In any competitive or unfamiliar environment—be it a new workplace, a different culture, or a high-stakes industry—others will try to define you. They’ll box you in with assumptions based on your background, appearance, or origins. The antidote? Own your narrative. Shape your story with confidence, backed by evidence, and present it before others can frame you with their biases. For anyone striving to break through, defining your identity isn’t just self-expression—it’s a strategy to claim your place. Here’s how to craft and control your narrative, drawn from lessons of resilience and bold self-definition.
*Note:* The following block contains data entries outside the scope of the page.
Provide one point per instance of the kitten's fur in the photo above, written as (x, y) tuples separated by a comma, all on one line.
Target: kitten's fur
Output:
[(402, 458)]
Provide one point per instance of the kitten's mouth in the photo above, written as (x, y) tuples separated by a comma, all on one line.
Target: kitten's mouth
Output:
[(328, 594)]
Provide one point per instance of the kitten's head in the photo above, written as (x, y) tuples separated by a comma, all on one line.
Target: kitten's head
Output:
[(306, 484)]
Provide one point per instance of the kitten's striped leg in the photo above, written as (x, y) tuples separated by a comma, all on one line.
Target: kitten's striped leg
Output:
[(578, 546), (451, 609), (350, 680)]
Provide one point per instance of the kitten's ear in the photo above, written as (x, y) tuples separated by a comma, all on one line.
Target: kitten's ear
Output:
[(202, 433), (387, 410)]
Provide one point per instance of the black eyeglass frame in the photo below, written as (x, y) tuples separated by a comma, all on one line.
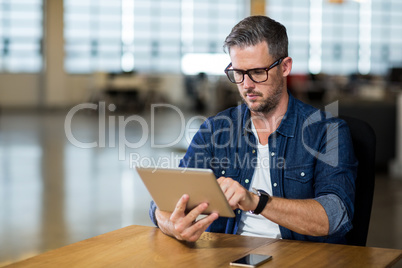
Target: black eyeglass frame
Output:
[(276, 63)]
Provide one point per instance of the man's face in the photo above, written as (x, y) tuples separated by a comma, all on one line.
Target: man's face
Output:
[(259, 97)]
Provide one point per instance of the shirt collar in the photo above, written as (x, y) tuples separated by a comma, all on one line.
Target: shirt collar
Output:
[(287, 126)]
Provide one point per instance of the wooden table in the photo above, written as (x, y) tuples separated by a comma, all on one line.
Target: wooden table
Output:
[(141, 246)]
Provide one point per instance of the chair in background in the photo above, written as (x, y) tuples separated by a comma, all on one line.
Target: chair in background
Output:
[(364, 143)]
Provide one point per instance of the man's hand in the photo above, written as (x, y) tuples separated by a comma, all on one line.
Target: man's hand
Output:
[(237, 195), (181, 226)]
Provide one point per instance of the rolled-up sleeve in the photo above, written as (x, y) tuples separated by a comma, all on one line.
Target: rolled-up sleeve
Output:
[(339, 222)]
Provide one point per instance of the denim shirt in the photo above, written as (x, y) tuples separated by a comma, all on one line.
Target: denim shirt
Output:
[(311, 157)]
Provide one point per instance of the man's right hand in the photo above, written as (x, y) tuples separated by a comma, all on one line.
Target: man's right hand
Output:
[(184, 226)]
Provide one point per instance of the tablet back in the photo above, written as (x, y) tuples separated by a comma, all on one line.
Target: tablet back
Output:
[(167, 186)]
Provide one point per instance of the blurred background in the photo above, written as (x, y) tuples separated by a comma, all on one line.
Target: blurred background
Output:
[(78, 80)]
Crafting Your Story with Evidence
Your narrative starts with what you’ve done, not what others assume. At a U.S. bank, a professional created a Feedback Sheet listing nine regulatory testing engagements, boldly highlighting their leadership in a Business Process Risk Management test to pitch for a Testing Lead role (Unwritten Rules, Chapter 6). This wasn’t just a resume—it was a story of results that silenced doubters. You can do this too. Build a portfolio of your wins—projects delivered, skills mastered, or obstacles overcome. Whether it’s a spreadsheet of achievements or a polished LinkedIn profile, make your work the headline. When others see your evidence first, their stereotypes lose ground.
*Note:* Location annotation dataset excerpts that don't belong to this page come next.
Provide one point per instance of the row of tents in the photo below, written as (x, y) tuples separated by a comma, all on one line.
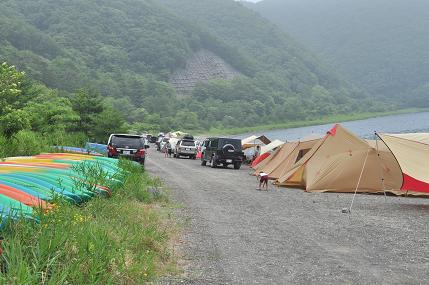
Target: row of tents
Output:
[(33, 182), (340, 161)]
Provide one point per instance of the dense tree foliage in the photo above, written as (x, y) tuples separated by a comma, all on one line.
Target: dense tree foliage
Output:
[(380, 45), (109, 63)]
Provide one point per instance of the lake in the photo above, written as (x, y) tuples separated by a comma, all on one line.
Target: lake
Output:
[(403, 123)]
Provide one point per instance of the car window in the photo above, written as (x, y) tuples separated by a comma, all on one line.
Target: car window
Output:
[(188, 143), (234, 142), (214, 143), (130, 142)]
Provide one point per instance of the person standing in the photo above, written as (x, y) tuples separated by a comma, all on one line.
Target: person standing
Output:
[(263, 181)]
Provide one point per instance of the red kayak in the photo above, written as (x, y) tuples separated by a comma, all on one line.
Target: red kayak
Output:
[(23, 197)]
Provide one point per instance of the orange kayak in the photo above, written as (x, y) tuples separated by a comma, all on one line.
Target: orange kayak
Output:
[(23, 197)]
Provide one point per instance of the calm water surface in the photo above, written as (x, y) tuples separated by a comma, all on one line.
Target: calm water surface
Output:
[(404, 123)]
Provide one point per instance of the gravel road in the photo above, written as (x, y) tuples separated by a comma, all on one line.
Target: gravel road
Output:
[(234, 234)]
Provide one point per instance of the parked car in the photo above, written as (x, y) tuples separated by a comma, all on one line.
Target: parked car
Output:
[(163, 142), (185, 147), (222, 151), (127, 146), (158, 143), (151, 138)]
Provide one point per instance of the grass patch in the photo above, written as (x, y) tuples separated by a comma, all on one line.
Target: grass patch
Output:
[(123, 239), (320, 121)]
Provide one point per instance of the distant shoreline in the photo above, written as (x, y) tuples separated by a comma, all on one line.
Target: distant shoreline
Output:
[(321, 121)]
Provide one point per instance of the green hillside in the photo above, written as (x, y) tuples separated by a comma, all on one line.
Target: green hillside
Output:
[(380, 45), (126, 50)]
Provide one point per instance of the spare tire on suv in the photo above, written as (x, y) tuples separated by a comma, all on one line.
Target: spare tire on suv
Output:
[(222, 151)]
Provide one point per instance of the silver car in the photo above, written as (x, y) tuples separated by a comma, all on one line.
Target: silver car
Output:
[(185, 148)]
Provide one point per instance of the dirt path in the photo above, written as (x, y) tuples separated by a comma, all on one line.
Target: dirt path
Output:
[(237, 235)]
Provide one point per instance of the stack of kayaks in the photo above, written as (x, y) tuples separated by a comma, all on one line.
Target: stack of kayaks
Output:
[(33, 182)]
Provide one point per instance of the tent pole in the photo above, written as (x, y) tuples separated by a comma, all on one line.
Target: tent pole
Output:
[(360, 177), (381, 170)]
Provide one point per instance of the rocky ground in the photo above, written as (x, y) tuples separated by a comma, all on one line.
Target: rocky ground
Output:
[(234, 234)]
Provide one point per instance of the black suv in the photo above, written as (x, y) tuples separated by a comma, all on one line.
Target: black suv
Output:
[(222, 151), (127, 146)]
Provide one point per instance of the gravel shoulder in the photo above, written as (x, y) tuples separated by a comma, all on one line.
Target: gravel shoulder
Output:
[(234, 234)]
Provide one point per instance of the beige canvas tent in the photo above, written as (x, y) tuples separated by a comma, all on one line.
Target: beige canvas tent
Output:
[(286, 157), (254, 141), (412, 154), (272, 145), (342, 162)]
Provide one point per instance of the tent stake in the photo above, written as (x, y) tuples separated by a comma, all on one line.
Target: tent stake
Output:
[(379, 162), (360, 177)]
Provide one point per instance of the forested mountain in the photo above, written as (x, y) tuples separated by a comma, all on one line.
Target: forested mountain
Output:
[(128, 50), (380, 45)]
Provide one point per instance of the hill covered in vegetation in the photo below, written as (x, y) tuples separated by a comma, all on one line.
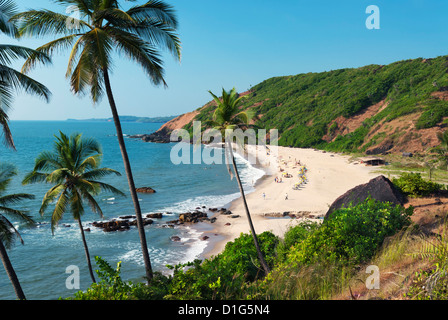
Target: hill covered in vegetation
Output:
[(374, 109)]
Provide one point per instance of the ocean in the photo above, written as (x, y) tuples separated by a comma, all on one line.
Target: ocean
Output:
[(42, 261)]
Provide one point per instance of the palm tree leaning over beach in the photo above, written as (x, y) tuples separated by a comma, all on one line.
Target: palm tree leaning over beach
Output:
[(10, 79), (8, 233), (73, 169), (228, 116), (102, 29)]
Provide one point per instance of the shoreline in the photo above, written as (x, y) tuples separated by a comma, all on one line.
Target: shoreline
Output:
[(329, 176)]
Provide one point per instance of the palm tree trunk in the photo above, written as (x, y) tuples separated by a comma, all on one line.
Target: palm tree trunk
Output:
[(86, 249), (128, 170), (10, 272), (251, 225)]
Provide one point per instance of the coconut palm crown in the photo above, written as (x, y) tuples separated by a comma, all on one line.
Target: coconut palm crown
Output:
[(73, 170)]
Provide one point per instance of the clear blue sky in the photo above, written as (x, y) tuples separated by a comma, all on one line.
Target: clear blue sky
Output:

Leading with Strengths, Not Stereotypes
Systems often try to define you by what makes you different—an accent, a hometown, a non-traditional path. Flip the script by leading with your strengths. In Morocco, a professional countered biased professors by sliding coded solutions across the table, timestamps proving effort over “extra time” assumptions (Unwritten Rules, Chapter 2). Later, in Canada, certifications like CIA and CRMA forced a Big Four firm to look beyond an unconventional resume (Unwritten Rules, Chapter 5). You have strengths too—maybe technical skills, a unique perspective, or relentless hustle. Present them upfront in meetings, interviews, or casual chats. When you define yourself as a problem-solver or innovator, others have less room to label you as “outsider.”
Speaking Your Truth Loudly
Owning your narrative means speaking it before others can rewrite it. In a small Ontario town, a professional brought Café Touba—a spiced Senegalese drink—to a team that mocked their “coh-fee” pronunciation, turning ridicule into curiosity (Unwritten Rules, Chapter 4). That bold move wasn’t just about coffee; it was a statement: I’m here, and I’m proud of my roots. You can make similar moves. Share a story in a meeting that ties your background to your work, like how late-night studies shaped your discipline. Or pitch your value confidently, as a professional did in Senegal, crashing a French audit firm’s reception to demand a 15-minute shot with the Managing Partner (Unwritten Rules, Chapter 3). Speak your truth, and you set the frame.
Deflecting Bias with Confidence
When others try to box you in, confidence backed by results can deflect their narrative. At the U.S. bank, a colleague’s “too aggressive” rumor was countered with nine engagements delivered ahead of schedule, earning a promotion despite the noise (Unwritten Rules, Chapter 6). In job interviews across Ontario, a professional faced surprise at their appearance or origins but kept pitching global experience, landing a role at a national equipment firm (Unwritten Rules, Chapter 4). You’ll face biases too—subtle glances, loaded questions. Don’t shrink; double down on your story. Highlight a project you aced or a skill you’ve honed. Confidence, rooted in evidence, rewrites their script.
Making It Universal
This lesson applies to anyone navigating a system that judges too quickly—newcomers in a corporate world, students in elite programs, or freelancers pitching skeptical clients. Everyone faces the risk of being misdefined. In Senegal, a gold Baccalaureate medal wasn’t just a grade—it was a story of 12-hour study days that set a professional apart (Unwritten Rules, Chapter 1). Whether you’re countering stereotypes about your education, age, or experience, your narrative is your power. Shape it with your wins, tell it with conviction, and don’t let others write it for you.
How to Start Today
Define Your Wins: List three achievements—big or small—that showcase your strengths. Turn them into a one-minute pitch for your next meeting or interview.
Share Your Story: This week, tell one person—a colleague, a mentor—how your background shaped a specific success. Make it brief and impactful.
Counter a Bias: When you sense an assumption (e.g., in a question or comment), respond with a strength, like a skill or result that redefines you.
Your narrative is your shield and your sword. Craft it with evidence, lead with your strengths, and speak it boldly. Define who you are before they do, and the system will bend to your story.